Saint Simons’ next military contribution was due to the Naval Act of 1794, when timber harvested from two thousand Southern Live Oak trees from Gascoigne was used to build the USS Constitution and five other frigates. The USS Constitution is known as “Old Ironsides” for the way the cannonballs bounced off the hard live oak planking.
Christ Church
In 1808 the State of Georgia gave one hundred acres of land on St. Simons to be used for a church. The church was called Christ Church, Frederica, and was finished in 1820. During the Civil War, invading Union troops commandeered the small building to stable horses and nearly destroyed it. The church was rebuilt in 1889, and this historic building is still in use.
Cotton Production and Slaves
During the plantation era, Saint Simons became a center of cotton production known for its long fiber Sea Island Cotton. Nearly the entire island was cleared of trees to make way for several cotton plantations. One of the last slave ships to bring slaves from Africa docked at St. Simons Island, but the slaves marched off the boat into the water, dragged down by their chains, and drowned themselves rather than becoming slaves. An original slave cabin still stands at the intersection of Demere Rd. and Frederica Rd.

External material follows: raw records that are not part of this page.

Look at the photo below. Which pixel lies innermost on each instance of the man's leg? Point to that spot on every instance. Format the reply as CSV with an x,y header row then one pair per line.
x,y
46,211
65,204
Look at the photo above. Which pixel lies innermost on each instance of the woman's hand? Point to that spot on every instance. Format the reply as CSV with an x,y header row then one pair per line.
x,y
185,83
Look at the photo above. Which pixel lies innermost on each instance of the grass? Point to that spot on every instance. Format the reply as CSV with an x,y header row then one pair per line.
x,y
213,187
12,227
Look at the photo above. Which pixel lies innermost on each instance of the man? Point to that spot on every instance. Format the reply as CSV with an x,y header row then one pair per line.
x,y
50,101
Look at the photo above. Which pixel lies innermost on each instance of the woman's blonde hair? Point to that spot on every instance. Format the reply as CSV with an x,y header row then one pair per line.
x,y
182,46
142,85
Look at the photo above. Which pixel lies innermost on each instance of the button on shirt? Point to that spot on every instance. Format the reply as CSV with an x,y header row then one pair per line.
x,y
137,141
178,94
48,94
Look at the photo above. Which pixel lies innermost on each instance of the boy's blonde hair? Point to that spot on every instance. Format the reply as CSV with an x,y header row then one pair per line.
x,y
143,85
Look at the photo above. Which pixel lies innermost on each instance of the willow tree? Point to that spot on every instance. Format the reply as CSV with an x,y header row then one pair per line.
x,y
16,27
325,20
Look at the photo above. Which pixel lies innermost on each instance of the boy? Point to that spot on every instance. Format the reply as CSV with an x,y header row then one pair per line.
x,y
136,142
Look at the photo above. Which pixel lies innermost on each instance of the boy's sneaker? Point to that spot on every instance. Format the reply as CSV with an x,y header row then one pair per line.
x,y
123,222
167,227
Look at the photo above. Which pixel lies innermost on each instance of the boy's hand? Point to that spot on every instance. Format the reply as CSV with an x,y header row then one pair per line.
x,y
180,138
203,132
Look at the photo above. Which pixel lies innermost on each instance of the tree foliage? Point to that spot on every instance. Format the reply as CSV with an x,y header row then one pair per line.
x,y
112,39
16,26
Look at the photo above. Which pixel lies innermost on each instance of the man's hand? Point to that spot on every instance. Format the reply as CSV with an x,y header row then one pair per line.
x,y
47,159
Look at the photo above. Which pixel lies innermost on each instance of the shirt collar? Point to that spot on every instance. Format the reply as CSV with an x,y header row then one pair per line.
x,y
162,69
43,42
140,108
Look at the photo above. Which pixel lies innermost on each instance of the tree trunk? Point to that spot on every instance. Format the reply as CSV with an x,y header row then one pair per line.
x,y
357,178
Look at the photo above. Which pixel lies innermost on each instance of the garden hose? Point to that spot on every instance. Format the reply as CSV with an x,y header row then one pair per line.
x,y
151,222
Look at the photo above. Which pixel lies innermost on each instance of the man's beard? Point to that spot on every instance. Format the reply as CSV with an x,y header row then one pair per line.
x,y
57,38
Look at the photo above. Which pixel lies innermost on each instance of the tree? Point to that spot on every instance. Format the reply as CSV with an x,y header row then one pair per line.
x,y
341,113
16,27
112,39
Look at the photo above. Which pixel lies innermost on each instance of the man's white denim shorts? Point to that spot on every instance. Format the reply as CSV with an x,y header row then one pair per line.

St. Simons Island Lighthouse
St. Simons Island Light is a lighthouse near the entrance to St Simons Island. It is 104 feet tall and uses a third order Fresnel lens. The original octagonal lighthouse was established in 1811, but destroyed in 1861 during the Civil War. A replacement was completed in 1872, electrified in 1934, automated in 1954, and is still operational. The current structure is an active lighthouse for navigational purposes and a museum. It is on lease from the United States Coast Guard to the Coastal Georgia Historical Society and is open to the public.
Coast Guard Station
The historic Coast Guard station is one of some 45 such stations of the same design started in 1935 under the WPA program. The station was commissioned in 1937 and was decommissioned in 1995. The building is one of only three remaining stations built at the time and is on the National Register of Historic Places. It houses the Maritime Center, a small museum run by the Coastal Georgia Historical Society.